Clark helped Iowa earn its second consecutive Big Ten Conference Tournament title with a championship game performance of 30 points, 10 rebounds and 17 assists -- the 10th triple-double of her career. That was only the third triple-double in tournament history, as well as the first one in the championship game. She is second in NCAA women's history in triple-doubles, only behind former Oregon legend Sabrina Ionescu's 26. Clark -- the only player in the nation with more than 840 points, 230 rebounds, 250 assists and 45 steals this season -- is currently riding an 84-game streak of scoring in double figures, which is an NCAA Division I best.
Cameron Brink (F, Stanford)
Tara VanDerveer is the all-time winningest coach in women's college basketball, and she's been able to succeed because she selects and develops top players -- one of them being Brink. The three-time Pac-12 regular season champion was named this year's conference Defensive Player of the Year, just a year after being a finalist for the Naismith Defensive Player of the Year.
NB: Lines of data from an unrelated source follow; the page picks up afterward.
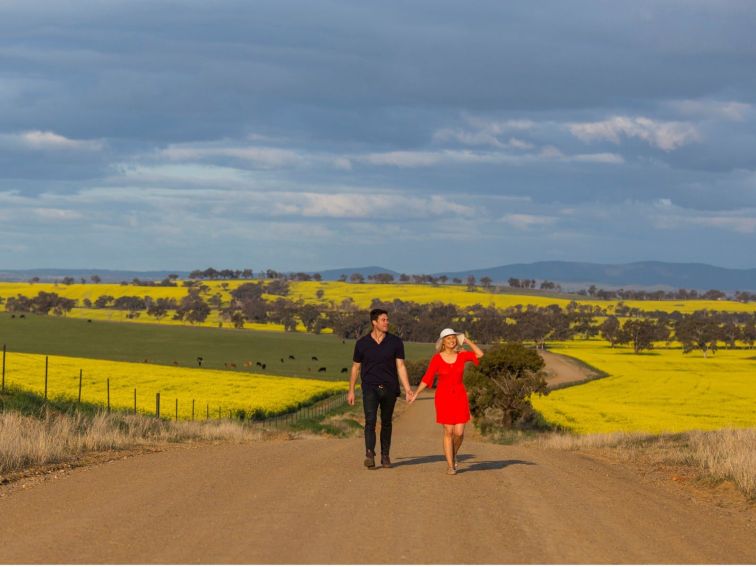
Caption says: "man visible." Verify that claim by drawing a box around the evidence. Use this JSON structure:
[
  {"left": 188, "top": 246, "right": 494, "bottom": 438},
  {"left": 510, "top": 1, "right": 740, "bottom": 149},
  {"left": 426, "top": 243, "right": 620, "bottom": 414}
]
[{"left": 347, "top": 309, "right": 412, "bottom": 469}]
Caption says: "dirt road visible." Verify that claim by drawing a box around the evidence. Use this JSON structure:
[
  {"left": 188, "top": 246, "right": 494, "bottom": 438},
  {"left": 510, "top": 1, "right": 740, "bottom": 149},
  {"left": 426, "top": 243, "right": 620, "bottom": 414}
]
[
  {"left": 538, "top": 350, "right": 598, "bottom": 388},
  {"left": 0, "top": 397, "right": 756, "bottom": 563}
]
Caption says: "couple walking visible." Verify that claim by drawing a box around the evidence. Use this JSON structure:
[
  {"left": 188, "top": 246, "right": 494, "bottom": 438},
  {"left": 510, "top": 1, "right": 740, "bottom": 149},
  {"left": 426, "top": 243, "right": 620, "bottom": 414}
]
[{"left": 347, "top": 309, "right": 483, "bottom": 474}]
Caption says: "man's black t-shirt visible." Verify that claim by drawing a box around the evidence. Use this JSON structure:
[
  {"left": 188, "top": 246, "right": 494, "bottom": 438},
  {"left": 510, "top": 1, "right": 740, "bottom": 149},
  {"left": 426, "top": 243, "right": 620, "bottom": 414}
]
[{"left": 352, "top": 333, "right": 404, "bottom": 395}]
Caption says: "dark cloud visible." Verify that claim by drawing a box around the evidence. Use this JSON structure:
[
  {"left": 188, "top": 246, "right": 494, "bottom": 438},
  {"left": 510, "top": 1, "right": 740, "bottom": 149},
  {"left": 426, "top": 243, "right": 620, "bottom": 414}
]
[{"left": 0, "top": 1, "right": 756, "bottom": 271}]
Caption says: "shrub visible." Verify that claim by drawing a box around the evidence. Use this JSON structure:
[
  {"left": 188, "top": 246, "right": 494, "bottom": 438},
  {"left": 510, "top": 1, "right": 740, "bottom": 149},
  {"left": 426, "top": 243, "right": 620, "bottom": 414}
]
[{"left": 465, "top": 343, "right": 548, "bottom": 433}]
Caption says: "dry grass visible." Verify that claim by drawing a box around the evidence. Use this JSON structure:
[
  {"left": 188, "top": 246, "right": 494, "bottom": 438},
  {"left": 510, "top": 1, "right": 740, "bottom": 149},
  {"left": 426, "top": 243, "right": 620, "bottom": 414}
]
[
  {"left": 526, "top": 428, "right": 756, "bottom": 500},
  {"left": 0, "top": 412, "right": 263, "bottom": 474}
]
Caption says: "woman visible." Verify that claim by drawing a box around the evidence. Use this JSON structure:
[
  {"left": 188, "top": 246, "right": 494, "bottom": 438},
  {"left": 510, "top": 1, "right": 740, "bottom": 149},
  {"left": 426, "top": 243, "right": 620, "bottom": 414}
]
[{"left": 410, "top": 329, "right": 483, "bottom": 474}]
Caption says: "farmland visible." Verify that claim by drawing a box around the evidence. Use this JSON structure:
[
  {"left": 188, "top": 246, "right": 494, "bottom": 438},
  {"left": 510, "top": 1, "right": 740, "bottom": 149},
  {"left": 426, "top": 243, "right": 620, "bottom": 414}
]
[
  {"left": 533, "top": 341, "right": 756, "bottom": 433},
  {"left": 0, "top": 280, "right": 756, "bottom": 331},
  {"left": 0, "top": 313, "right": 433, "bottom": 380},
  {"left": 0, "top": 352, "right": 347, "bottom": 419}
]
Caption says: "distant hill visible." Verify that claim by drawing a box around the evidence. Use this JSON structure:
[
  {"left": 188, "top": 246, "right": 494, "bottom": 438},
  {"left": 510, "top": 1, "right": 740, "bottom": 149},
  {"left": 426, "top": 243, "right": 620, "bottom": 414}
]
[
  {"left": 439, "top": 262, "right": 756, "bottom": 291},
  {"left": 0, "top": 262, "right": 756, "bottom": 292}
]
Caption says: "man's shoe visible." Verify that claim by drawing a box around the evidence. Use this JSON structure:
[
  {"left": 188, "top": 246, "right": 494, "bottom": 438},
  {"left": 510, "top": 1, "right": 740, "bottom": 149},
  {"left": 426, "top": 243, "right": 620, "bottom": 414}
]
[{"left": 365, "top": 451, "right": 375, "bottom": 469}]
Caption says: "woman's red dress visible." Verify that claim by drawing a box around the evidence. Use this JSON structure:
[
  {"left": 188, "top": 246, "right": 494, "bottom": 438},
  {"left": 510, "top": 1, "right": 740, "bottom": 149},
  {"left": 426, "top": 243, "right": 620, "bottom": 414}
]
[{"left": 423, "top": 350, "right": 478, "bottom": 425}]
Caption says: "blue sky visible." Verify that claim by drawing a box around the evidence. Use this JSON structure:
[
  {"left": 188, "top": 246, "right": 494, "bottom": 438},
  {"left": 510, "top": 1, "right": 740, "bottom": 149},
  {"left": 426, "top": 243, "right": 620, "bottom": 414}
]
[{"left": 0, "top": 0, "right": 756, "bottom": 273}]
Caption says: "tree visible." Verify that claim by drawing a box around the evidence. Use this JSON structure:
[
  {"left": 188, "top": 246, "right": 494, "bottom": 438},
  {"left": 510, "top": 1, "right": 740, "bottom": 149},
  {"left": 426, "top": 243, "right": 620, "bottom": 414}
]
[
  {"left": 372, "top": 273, "right": 394, "bottom": 284},
  {"left": 297, "top": 303, "right": 320, "bottom": 333},
  {"left": 465, "top": 343, "right": 548, "bottom": 431},
  {"left": 675, "top": 310, "right": 721, "bottom": 358},
  {"left": 94, "top": 295, "right": 114, "bottom": 309},
  {"left": 619, "top": 319, "right": 669, "bottom": 354},
  {"left": 173, "top": 290, "right": 210, "bottom": 324},
  {"left": 599, "top": 315, "right": 622, "bottom": 348},
  {"left": 263, "top": 279, "right": 289, "bottom": 296},
  {"left": 147, "top": 297, "right": 178, "bottom": 320}
]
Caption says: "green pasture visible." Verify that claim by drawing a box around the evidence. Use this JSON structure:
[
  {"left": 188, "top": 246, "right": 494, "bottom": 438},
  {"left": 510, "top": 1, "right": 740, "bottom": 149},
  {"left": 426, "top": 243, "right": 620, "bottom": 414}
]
[{"left": 0, "top": 313, "right": 433, "bottom": 380}]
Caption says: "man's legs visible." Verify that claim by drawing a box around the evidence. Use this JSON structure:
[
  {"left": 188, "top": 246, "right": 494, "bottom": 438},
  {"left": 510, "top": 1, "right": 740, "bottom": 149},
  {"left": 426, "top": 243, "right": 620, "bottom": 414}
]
[
  {"left": 362, "top": 387, "right": 379, "bottom": 468},
  {"left": 380, "top": 388, "right": 396, "bottom": 466}
]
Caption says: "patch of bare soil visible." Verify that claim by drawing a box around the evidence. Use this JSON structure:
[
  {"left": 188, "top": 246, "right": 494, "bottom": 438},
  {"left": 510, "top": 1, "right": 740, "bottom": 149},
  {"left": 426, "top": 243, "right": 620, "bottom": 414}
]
[{"left": 538, "top": 350, "right": 602, "bottom": 388}]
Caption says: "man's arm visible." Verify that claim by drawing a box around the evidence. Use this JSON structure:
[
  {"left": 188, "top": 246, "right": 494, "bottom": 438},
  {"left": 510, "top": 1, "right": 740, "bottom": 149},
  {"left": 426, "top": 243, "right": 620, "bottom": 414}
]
[
  {"left": 396, "top": 358, "right": 413, "bottom": 401},
  {"left": 347, "top": 362, "right": 362, "bottom": 406}
]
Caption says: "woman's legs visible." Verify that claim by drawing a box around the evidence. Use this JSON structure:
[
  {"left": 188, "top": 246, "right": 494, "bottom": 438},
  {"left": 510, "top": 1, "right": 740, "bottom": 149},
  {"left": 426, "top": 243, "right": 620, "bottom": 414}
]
[
  {"left": 444, "top": 424, "right": 454, "bottom": 469},
  {"left": 452, "top": 423, "right": 465, "bottom": 468}
]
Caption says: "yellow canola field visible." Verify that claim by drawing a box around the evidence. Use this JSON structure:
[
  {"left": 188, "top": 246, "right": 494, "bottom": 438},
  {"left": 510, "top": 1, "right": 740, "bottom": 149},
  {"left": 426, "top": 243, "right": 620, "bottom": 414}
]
[
  {"left": 533, "top": 341, "right": 756, "bottom": 433},
  {"left": 0, "top": 280, "right": 756, "bottom": 320},
  {"left": 6, "top": 352, "right": 347, "bottom": 419}
]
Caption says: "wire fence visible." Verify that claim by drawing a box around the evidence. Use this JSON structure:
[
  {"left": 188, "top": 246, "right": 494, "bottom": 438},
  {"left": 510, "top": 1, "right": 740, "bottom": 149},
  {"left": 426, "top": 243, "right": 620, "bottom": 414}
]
[{"left": 0, "top": 345, "right": 347, "bottom": 428}]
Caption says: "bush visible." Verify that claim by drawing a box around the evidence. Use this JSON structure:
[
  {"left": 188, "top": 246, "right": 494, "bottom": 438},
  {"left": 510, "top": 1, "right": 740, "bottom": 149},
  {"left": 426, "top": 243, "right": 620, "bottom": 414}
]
[{"left": 465, "top": 343, "right": 548, "bottom": 433}]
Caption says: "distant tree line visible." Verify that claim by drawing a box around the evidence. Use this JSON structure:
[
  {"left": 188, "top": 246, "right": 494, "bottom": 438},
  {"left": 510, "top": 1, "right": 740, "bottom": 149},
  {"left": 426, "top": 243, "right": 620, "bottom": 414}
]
[{"left": 5, "top": 279, "right": 756, "bottom": 356}]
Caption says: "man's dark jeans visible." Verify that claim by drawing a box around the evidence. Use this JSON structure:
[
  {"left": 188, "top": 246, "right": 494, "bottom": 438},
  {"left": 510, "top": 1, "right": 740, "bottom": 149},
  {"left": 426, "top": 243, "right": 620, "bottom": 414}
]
[{"left": 362, "top": 386, "right": 396, "bottom": 455}]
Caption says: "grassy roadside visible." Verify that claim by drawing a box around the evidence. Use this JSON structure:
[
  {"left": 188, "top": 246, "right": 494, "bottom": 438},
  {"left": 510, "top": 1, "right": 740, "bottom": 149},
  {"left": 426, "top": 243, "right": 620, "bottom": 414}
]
[
  {"left": 524, "top": 428, "right": 756, "bottom": 503},
  {"left": 0, "top": 389, "right": 354, "bottom": 485}
]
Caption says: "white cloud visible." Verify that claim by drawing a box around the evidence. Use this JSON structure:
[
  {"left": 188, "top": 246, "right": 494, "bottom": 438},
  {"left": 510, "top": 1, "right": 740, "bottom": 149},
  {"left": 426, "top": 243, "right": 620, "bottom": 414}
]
[
  {"left": 669, "top": 100, "right": 753, "bottom": 122},
  {"left": 160, "top": 145, "right": 306, "bottom": 168},
  {"left": 0, "top": 130, "right": 104, "bottom": 152},
  {"left": 32, "top": 208, "right": 84, "bottom": 221},
  {"left": 569, "top": 152, "right": 625, "bottom": 164},
  {"left": 499, "top": 213, "right": 557, "bottom": 230},
  {"left": 567, "top": 116, "right": 701, "bottom": 152},
  {"left": 358, "top": 145, "right": 625, "bottom": 168},
  {"left": 267, "top": 193, "right": 475, "bottom": 219}
]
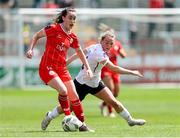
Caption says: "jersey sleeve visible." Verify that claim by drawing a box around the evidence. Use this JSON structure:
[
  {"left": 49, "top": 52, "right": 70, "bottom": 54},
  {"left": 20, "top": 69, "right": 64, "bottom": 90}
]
[
  {"left": 71, "top": 34, "right": 80, "bottom": 48},
  {"left": 116, "top": 40, "right": 122, "bottom": 53},
  {"left": 44, "top": 25, "right": 56, "bottom": 37},
  {"left": 96, "top": 52, "right": 109, "bottom": 64}
]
Brink is second in the nation in blocks with a total of 111 this season, and she's also Stanford's all-time leader in career blocks as well as blocks in a regular season.
However, Brink has proven that she is reliable on both ends of the court as she leads the Cardinal with 14.9 points per game on 49% shooting from the field. She also contributes with 9.5 rebounds per game. The Cardinal won the 2021 NCAA championship and were looking to repeat last year until they were stunned by UConn in the Final Four. Stanford is hungry to reclaim the crown, and Brink -- along with Haley Jones and the rest of the roster -- will have to fight in order to take it from South Carolina.